Title – Leviathan (2014)
Director – Andrey Zvyagintsev (The Return)
Cast – Aleksey Serebryakov, Elena Lyadova, Vladimir Vdovichenkov, Roman Madyanov, Sergey Pokhodaev
Plot – Struggling to stay afloat in a small Russian coastal village, Nikolay (Serebryakov) with the help of his wife Lilya (Lyadova) and old army friend turned lawyer Dmitriy (Vdovichenkov) must try and fight corrupt local mayor Mer (Madyanov) for the right to keep his home and family intact.
“Can you pull in a Leviathan with a fishhook, or tie down its tongue with a rope?”
Review by Eddie on
While it moves about as slow as the leviathan at the heart of its title reference, Andrey Zvyagintsev’s biblically inspired family drama is worth sticking it out for and while it doesn’t have the same impact as his highly thought of 2003 film The Return, Leviathan is a unique and troublesome picture that offers a unique look at Russian life and politics.

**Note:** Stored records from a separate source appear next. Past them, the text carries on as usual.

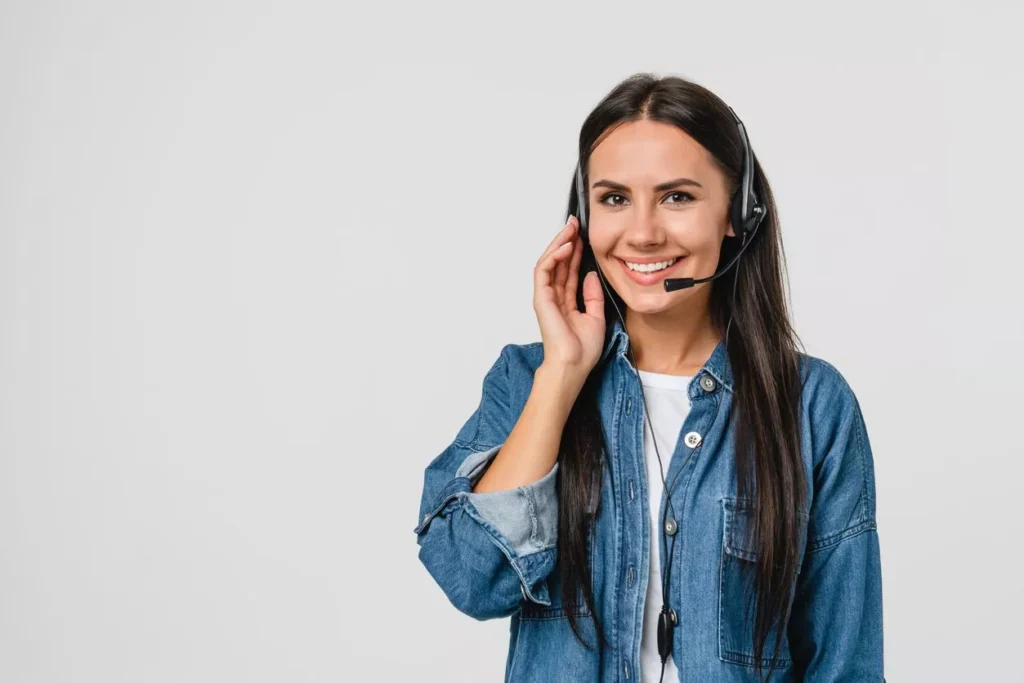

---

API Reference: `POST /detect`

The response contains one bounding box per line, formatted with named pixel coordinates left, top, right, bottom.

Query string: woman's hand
left=534, top=216, right=604, bottom=387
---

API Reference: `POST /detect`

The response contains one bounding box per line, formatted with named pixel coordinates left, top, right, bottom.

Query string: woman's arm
left=415, top=344, right=578, bottom=620
left=788, top=382, right=885, bottom=683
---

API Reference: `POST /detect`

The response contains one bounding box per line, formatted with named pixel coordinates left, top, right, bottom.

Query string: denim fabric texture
left=414, top=319, right=884, bottom=683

Loosely based around the Bible story of Job and his many trials, Leviathan is anything but an easy watch and in true Russian fashion, don’t go into this experience expecting happy or colourful endings as the path to this tale is fraught with danger, lies and coldly played tactics. Zvyagintsev is a master of mood and he embeds this stunningly well shot and hauntingly scored (Philip Glass provides the films sparsely used tunes) film with an ever ominous cloud of dread and while the film seems set on a certain direction within the first hour, things quickly turn in another way entirely when a fateful camping trip takes place between our films mains players.

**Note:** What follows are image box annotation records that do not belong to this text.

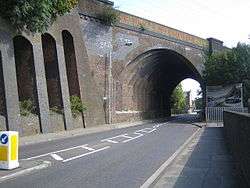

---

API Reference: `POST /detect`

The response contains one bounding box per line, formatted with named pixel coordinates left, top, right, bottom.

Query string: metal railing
left=205, top=107, right=248, bottom=122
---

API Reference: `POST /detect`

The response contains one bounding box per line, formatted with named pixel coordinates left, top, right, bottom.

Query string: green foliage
left=97, top=7, right=120, bottom=26
left=50, top=106, right=63, bottom=114
left=170, top=84, right=186, bottom=114
left=0, top=0, right=78, bottom=33
left=204, top=43, right=250, bottom=104
left=70, top=95, right=87, bottom=117
left=139, top=24, right=146, bottom=31
left=19, top=99, right=36, bottom=116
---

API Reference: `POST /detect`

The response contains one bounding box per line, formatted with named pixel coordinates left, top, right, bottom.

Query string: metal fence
left=206, top=107, right=248, bottom=122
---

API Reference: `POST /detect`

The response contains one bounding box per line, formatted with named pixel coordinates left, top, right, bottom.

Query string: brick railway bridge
left=0, top=0, right=224, bottom=135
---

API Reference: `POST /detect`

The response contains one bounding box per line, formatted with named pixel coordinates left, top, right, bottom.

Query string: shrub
left=19, top=99, right=36, bottom=116
left=97, top=7, right=119, bottom=26
left=0, top=0, right=78, bottom=33
left=139, top=24, right=146, bottom=31
left=70, top=95, right=87, bottom=117
left=50, top=106, right=63, bottom=114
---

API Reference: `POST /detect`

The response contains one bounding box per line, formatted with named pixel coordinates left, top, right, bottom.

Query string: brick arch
left=114, top=48, right=202, bottom=117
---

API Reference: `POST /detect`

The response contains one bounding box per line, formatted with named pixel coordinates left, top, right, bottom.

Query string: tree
left=204, top=43, right=250, bottom=104
left=0, top=0, right=78, bottom=33
left=170, top=84, right=186, bottom=114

What takes place between our traveling business/family man Kolya or Nikolay, his oppressed wife Lilya, their lawyer and friend Dmitriy and corrupt local mayor Mer is much better discovered as one watches proceedings take place and there are frequent moments where you feel someone is one up on another only for the narrative to twist conventions and while it remains slightly frustrating that certain questions remain largely under lock and key come the final scenes, Leviathan’s web covers a broad enough spectrum that has commentary on everything from the church system in Russia through to Vladimir Putin’s ever present figure being both a literal and figurative presence over the country.
Understandably recognised at film festivals the world over and awards ceremonies in equal measure (this really is the type of product Cannes and the Academy lap up) Leviathan doesn’t break any new ground or truly justify its nearly snail paced plotting but despite there not being much to actually love about this picture, this is a bleak drama filled with deeply unnerving moments which will make it a film you’re likely to ponder upon days after the final reels have played out.